Last week, in Russo v. POM Recoveries, Inc., the United States District Court for the Eastern District of New York denied summary judgment and allowed a suit to proceed against a debt collector for an alleged violation of Section 1692c of the Fair Debt Collection Practices Act. Plaintiff John Paul Russo alleged that POM violated the FDCPA by communicating with a third party about a medical debt that he owed. The Court ruled that the debt collector needed direct consent from Russo to leave a voicemail for him at the telephone number that he provided to the hospital, which turned out to no longer be his cell phone number when the message was left; thus, leading to an improper communication about Russo’s debt with the current subscriber.
Russo’s claim stems from defaulted consumer debt incurred for medical services. When Russo was admitted for the medical services, he signed a form that, in relevant part, authorized the hospital and “its agents and contractors” to contact Russo using “an automated telephone dialing system or prerecorded or artificial voice.”
When Russo defaulted on his obligation to make payment, the hospital hired POM to collect the amount owed. POM called the cell phone number that Russo provided on his admission form and left a voicemail regarding the debt. However, the number turned out not to belong to Russo.

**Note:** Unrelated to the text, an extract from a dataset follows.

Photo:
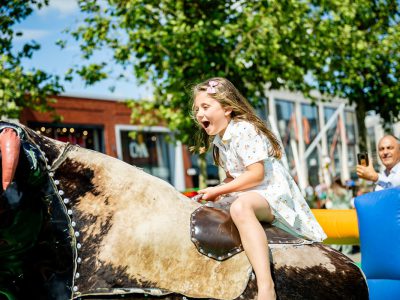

Based on these facts, Russo sued POM claiming he had not given consent directly to POM to discuss his debt with a third party, as required by 15 U.S.C. § 1692c(b). In pertinent part, Section 1692c(b) states that “without the prior consent of the consumer given directly to the debt collector…a debt collector may not communicate, in connection with the collection of any debt, with any person other than the consumer.” (emphasis added).
In support of the summary judgment motion, POM argued that the voicemail did not violate the FDCPA because Russo expressly consented to contact on his cell phone by “agents and contractors” of the hospital. Relying on Reyes v. Lincoln Auto. Fin. Servs., POM further argued that Russo was not permitted to unilaterally revoke his contractually granted consent based on the Second Circuit’s decision that for purposes of the TCPA, a consumer may not unilaterally revoke consent to be called when the consent is provided as part of a bargained-for exchange.
In denying POM’s motion for summary judgment, the Court noted that Russo had not alleged he withdrew consent, only that he had not given consent directly to POM. Accordingly, the Court explained that the interpretation of “consent” as addressed by Reyes was irrelevant to the present case because Russo “did not provide any consent, in connection with the collection of a debt, directly to [POM], the debt collector.”
Russo demonstrates the potential exposure for debt collectors relying on consent granted directly to the original creditor. Companies face potential liability not only under the TCPA to the called party for calls placed without consent, but also under the FDCPA to the consumer for communicating with a third party without the consent of the consumer given directly to the debt collector. In light of Russo, it is vital that debt collectors verify that the numbers dialed by their telephony systems belong to the consumers who incurred the debt, not to third parties, in particular before leaving messages about the debt.